South Korea’s economy gained some speed in the fourth quarter as increased spending by the government helped offset slowing exports.
GDP expanded 1 percent from the previous quarter, versus economists’ median estimate of 0.6 percent, to reach 3.1 percent for the quarter, led by government spending and construction and infrastructure investment.
The median economists’ estimate had been 2.7 percent.
However, the growth figure for the year was 2.7 percent, down 0.4 percentage points from 2017, the weakest since 2012, when it was 2.3 percent, the Bank of Korea said.
Slowing export growth toward the end of last year has sparked fears of an economic slowdown in South Korea.
Economists worry that the government might not be able to keep propping up GDP.
“The government made a good effort to boost growth in the last quarter, but I don’t think this can last for long,” Hyundai Research Institute economist Joo Won said. “Conditions will probably worsen this year because of weakening exports and that will lead to a slowdown in investment in the end, especially semiconductors.”

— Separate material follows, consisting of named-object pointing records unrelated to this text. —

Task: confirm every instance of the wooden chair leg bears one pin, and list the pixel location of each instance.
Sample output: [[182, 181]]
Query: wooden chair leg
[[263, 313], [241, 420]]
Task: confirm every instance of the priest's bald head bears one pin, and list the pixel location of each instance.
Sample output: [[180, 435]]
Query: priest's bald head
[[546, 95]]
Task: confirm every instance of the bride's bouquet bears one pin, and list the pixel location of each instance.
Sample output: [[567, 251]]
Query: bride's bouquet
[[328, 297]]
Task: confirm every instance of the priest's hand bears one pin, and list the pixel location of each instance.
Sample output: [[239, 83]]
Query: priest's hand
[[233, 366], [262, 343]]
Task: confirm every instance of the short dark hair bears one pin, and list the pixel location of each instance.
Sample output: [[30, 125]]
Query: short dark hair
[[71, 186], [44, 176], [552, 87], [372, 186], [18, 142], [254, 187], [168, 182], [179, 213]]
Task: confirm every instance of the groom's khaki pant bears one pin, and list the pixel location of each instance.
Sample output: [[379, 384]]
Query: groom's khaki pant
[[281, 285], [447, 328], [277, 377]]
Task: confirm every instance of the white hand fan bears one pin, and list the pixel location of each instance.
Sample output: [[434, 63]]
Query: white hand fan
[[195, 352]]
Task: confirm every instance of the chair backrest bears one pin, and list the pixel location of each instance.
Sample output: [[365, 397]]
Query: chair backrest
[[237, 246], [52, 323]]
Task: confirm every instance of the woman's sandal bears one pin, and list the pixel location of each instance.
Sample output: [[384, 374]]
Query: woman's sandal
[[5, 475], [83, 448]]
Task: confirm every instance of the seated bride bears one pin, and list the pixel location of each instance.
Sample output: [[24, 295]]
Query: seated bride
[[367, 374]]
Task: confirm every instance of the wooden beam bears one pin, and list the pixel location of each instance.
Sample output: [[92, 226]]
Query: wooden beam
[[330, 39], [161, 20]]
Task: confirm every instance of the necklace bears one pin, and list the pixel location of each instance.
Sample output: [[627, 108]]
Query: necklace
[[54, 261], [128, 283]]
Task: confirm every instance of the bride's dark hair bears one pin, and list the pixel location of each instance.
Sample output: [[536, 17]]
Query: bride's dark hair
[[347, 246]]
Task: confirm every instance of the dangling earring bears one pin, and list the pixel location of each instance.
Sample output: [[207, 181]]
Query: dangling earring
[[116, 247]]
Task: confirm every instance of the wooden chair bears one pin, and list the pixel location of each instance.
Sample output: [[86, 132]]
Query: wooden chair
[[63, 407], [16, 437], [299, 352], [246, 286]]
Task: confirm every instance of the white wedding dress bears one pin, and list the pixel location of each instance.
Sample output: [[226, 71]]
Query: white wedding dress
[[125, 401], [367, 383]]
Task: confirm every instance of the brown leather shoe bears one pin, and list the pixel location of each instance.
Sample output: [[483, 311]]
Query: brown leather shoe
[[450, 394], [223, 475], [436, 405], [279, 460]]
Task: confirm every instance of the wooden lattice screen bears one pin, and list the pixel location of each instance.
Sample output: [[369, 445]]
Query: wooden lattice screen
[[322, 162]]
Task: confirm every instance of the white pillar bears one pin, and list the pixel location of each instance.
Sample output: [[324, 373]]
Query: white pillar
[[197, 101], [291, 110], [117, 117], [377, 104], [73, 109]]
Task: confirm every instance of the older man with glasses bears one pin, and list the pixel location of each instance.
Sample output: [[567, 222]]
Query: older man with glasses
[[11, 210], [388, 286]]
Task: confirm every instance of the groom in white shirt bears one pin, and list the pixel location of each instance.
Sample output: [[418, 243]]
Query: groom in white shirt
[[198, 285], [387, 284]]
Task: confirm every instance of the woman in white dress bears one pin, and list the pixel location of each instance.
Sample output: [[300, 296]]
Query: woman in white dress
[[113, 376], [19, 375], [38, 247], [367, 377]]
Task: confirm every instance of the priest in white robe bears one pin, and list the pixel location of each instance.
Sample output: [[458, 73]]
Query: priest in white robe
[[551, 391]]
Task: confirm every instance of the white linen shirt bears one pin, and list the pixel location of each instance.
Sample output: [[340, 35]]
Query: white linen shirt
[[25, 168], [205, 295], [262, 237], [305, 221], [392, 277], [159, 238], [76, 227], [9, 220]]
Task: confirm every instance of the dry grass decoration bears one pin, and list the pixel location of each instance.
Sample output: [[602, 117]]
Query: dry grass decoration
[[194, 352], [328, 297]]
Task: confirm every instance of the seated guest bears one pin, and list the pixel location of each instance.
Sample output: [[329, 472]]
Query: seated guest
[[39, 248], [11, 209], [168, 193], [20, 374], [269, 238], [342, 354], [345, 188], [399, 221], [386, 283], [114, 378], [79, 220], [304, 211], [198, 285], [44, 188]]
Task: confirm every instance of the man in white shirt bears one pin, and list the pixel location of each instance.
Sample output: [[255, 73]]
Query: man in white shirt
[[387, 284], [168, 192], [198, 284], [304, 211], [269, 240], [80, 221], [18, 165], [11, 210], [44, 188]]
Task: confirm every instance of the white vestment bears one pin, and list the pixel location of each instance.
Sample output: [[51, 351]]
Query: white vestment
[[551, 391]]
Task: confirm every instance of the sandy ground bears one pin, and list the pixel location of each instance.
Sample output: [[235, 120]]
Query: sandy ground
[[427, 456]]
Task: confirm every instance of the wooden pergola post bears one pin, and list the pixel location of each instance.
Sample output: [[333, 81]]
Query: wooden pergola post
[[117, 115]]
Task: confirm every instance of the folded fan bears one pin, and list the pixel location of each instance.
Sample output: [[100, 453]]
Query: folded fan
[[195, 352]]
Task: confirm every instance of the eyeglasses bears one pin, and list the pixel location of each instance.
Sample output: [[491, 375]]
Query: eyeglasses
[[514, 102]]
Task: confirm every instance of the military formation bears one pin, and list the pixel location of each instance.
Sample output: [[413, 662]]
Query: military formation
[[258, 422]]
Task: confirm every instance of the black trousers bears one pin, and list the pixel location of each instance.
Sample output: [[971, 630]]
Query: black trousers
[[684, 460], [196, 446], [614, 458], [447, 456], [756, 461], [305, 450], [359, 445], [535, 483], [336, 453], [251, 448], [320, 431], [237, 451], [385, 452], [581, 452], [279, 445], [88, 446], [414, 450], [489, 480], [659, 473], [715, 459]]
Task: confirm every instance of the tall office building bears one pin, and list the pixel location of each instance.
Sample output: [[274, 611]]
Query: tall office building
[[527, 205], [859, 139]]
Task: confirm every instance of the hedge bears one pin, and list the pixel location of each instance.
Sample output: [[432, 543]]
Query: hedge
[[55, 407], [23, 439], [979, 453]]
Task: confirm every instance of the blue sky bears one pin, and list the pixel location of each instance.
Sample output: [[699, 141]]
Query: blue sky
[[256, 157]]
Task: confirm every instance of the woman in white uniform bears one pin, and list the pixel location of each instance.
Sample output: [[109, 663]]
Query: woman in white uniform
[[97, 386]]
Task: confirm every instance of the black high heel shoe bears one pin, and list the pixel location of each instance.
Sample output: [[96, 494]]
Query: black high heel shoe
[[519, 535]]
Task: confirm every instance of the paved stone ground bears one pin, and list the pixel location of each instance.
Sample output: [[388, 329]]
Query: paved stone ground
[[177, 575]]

Weakening semiconductor exports, the down-shift in Chinese growth and the US-China trade dispute are significant risks.
Bank of Korea Governor Lee Ju-yeol has expressed concern over the global slowdown and trade tensions, but record household debt and fears of financial imbalances limit his options for responding.
Government spending increased 3.1 percent, the highest since the first quarter of 2010, when it rose 3.4 percent.
Export volumes in the GDP figures fell 2.2 percent in the fourth quarter from the previous quarter, when they gained 3.9 percent.
Import volumes rose 0.6 percent, following a 0.7 percent contraction in the previous quarter.
Facilities investment rose 3.8 percent after dropping 4.4 percent in the third quarter, and construction investment rose 1.2 percent from the earlier quarter, when it contracted 6.7 percent.
Private spending rose 1 percent in the fourth quarter.